Understanding count retrieval
You have actually two files on disk… If you read the design doc you know why (if you don’t, please read it!). Now let’s look into what it ACTUALLY means… Let’s say you are interested in the first 50 cells.
raw_counts_from_cells <- sc_object[
1:50L,
,
assay = "raw",
return_format = "cell"
]
print(class(raw_counts_from_cells))
#> [1] "dgRMatrix"
#> attr(,"package")
#> [1] "Matrix"
raw_counts_from_genes <- sc_object[
1:50L,
,
assay = "raw",
return_format = "gene"
]
print(class(raw_counts_from_genes))
#> [1] "dgCMatrix"
#> attr(,"package")
#> [1] "Matrix"What is happening here? In both cases, we are pulling the raw counts. In the first case, we do it smartly… Rows -> cells, so, we are telling R to tell Rust to retrieve this as CSR. Which means we ONLY load the cells in that are needed. The second approach is the stupid way… We are telling R to tell Rust to load in ALL genes and then filter to the desired cells. The impact of this can be seen here:
microbenchmark::microbenchmark(
the_correct_way = {
sc_object[
1:50L,
,
assay = "raw",
return_format = "cell"
]
},
the_incorrect_way = {
sc_object[
1:50L,
,
assay = "raw",
return_format = "gene"
]
},
times = 10L
)
#> Unit: milliseconds
#> expr min lq mean median uq max neval
#> the_correct_way 1.293488 1.323143 1.490062 1.372220 1.437636 2.489974 10
#> the_incorrect_way 2.016520 2.167542 2.251115 2.226933 2.302153 2.598767 10The difference seems marginal here, but it WILL bite you if you do this on large data sets. Also, the memory advantages this approach gives you usually will disappear if you force the wrong format. Also, another thing to REALLY consider… The indices you supply in R should match what the Rust files have and again you need to THINK about the cells to keep. A nasty example here:
counts_filtered <- get_sc_counts(
object = sc_object,
assay = "raw",
return_format = "gene",
# get from the R perspective cells 1:10 that were written to disk
cell_indices = 1:10L,
# get from the R perspective genes 1:10 that were written to disk
gene_indices = 1:10L,
use_cells_to_keep = TRUE
)
counts_unfiltered <- get_sc_counts(
object = sc_object,
assay = "raw",
return_format = "gene",
# get from the R perspective cells 1:10 that were written to disk
cell_indices = 1:10L,
# get from the R perspective genes 1:10 that were written to disk
gene_indices = 1:10L,
use_cells_to_keep = FALSE
)
cat(sprintf(
"Number of cells: %i | Number of genes: %i (filtered version)\n",
nrow(counts_filtered),
ncol(counts_filtered)
))
#> Number of cells: 8 | Number of genes: 10 (filtered version)
cat(sprintf(
"Number of cells: %i | Number of genes: %i (unfiltered version)\n",
nrow(counts_unfiltered),
ncol(counts_unfiltered)
))
#> Number of cells: 10 | Number of genes: 10 (unfiltered version)Wait, what happened here … ? Because we set the cells to keep in the step with the pseudo mitochondrial counts, these indices are now “bad cells”. They are not filtered, they are just not returned. You can control this also via the primitive syntax.
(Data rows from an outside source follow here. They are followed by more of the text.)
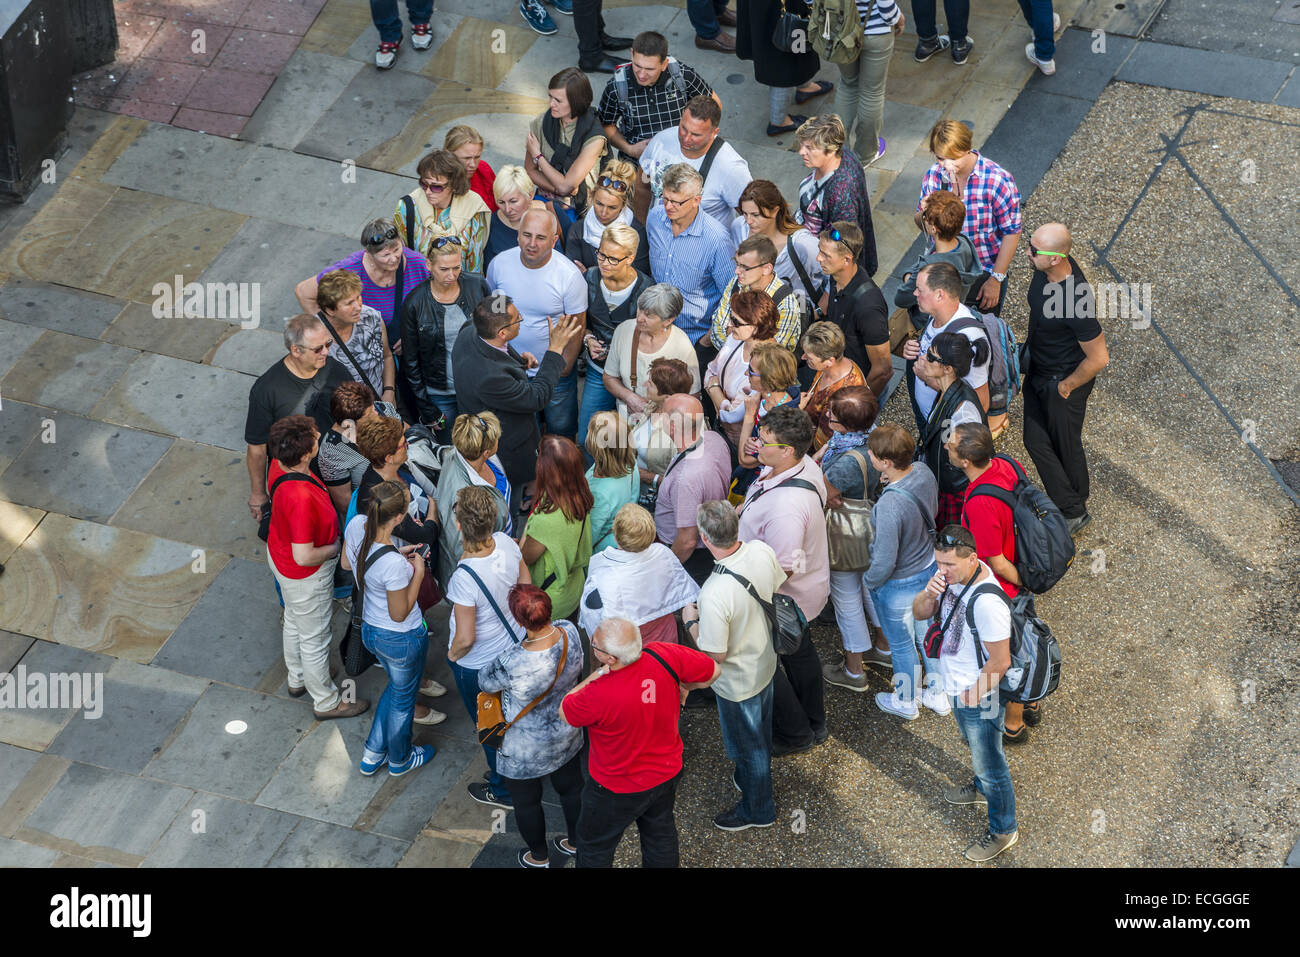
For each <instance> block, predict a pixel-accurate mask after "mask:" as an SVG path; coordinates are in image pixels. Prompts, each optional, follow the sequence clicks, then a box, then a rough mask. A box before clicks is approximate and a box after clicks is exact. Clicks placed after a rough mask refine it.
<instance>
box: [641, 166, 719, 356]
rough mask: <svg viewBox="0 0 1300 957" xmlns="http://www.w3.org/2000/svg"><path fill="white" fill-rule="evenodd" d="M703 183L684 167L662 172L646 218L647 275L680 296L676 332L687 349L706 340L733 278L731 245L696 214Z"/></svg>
mask: <svg viewBox="0 0 1300 957" xmlns="http://www.w3.org/2000/svg"><path fill="white" fill-rule="evenodd" d="M703 186H705V181H703V179H702V178H701V176H699V173H698V172H697V170H695V169H693V168H692V166H689V165H688V164H685V163H677V164H673V165H672V166H668V168H667V169H666V170H664V172H663V203H662V204H660V205H656V207H655V208H654V209H651V211H650V216H647V217H646V234H647V237H649V239H650V272H651V273H654V278H655V282H667V283H669V285H673V286H676V287H677V289H679V290H681V295H682V298H684V299H685V306H684V307H682V309H681V315H680V316H679V317H677V328H679V329H681V330H682V332H684V333H686V335H688V337H689V338H690V341H692V342H693V343H698V342H699V341H701V339H705V338H707V334H708V320H710V317H711V316H712V315H714V312H715V311H716V308H718V302H719V300H720V299H722V295H723V289H724V287H725V286H727V283H728V282H729V281H731V280H732V277H733V276H735V274H736V263H735V259H733V256H735V255H736V241H735V239H732V235H731V231H729V230H727V229H725V228H724V226H722V225H720V224H719V222H718V220H715V218H714V217H712V216H707V215H705V216H702V215H701V213H699V195H701V192H702V191H703Z"/></svg>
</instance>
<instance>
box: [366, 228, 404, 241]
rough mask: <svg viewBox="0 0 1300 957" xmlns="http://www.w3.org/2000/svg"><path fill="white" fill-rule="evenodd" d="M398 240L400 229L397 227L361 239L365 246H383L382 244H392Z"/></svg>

filtered_counts <- sc_object[1:10L, 1:10L, use_cells_to_keep = TRUE]
unfiltered_counts <- sc_object[1:10L, 1:10L, use_cells_to_keep = FALSE]
cat(sprintf(
"Number of cells: %i | Number of genes: %i (filtered version - primitive)\n",
nrow(counts_filtered),
ncol(counts_filtered)
))
#> Number of cells: 8 | Number of genes: 10 (filtered version - primitive)
cat(sprintf(
"Number of cells: %i | Number of genes: %i (unfiltered version - primitive)\n",
nrow(counts_unfiltered),
ncol(counts_unfiltered)
))
#> Number of cells: 10 | Number of genes: 10 (unfiltered version - primitive)If you want to avoid thinking about indices altogether (which is recommended), just use:
# just use cell labels and genes directly...
sc_object[
c("cell_0001", "cell_0003", "cell_0100", "cell_0117"),
c("gene_001", "gene_002", "gene_003", "gene_081")
]
#> 4 x 4 sparse Matrix of class "dgRMatrix"
#> gene_001 gene_002 gene_003 gene_081
#> cell_0001 14 24 7 3
#> cell_0003 3 3 1 .
#> cell_0100 3 40 18 9
#> cell_0117 5 3 1 9And that’s it. If you understand this vignette and the design choices, we have answered the why, the how and can move on to the what in the other vignettes with some example analyses and how to actually use the package to analyse single cell experiments.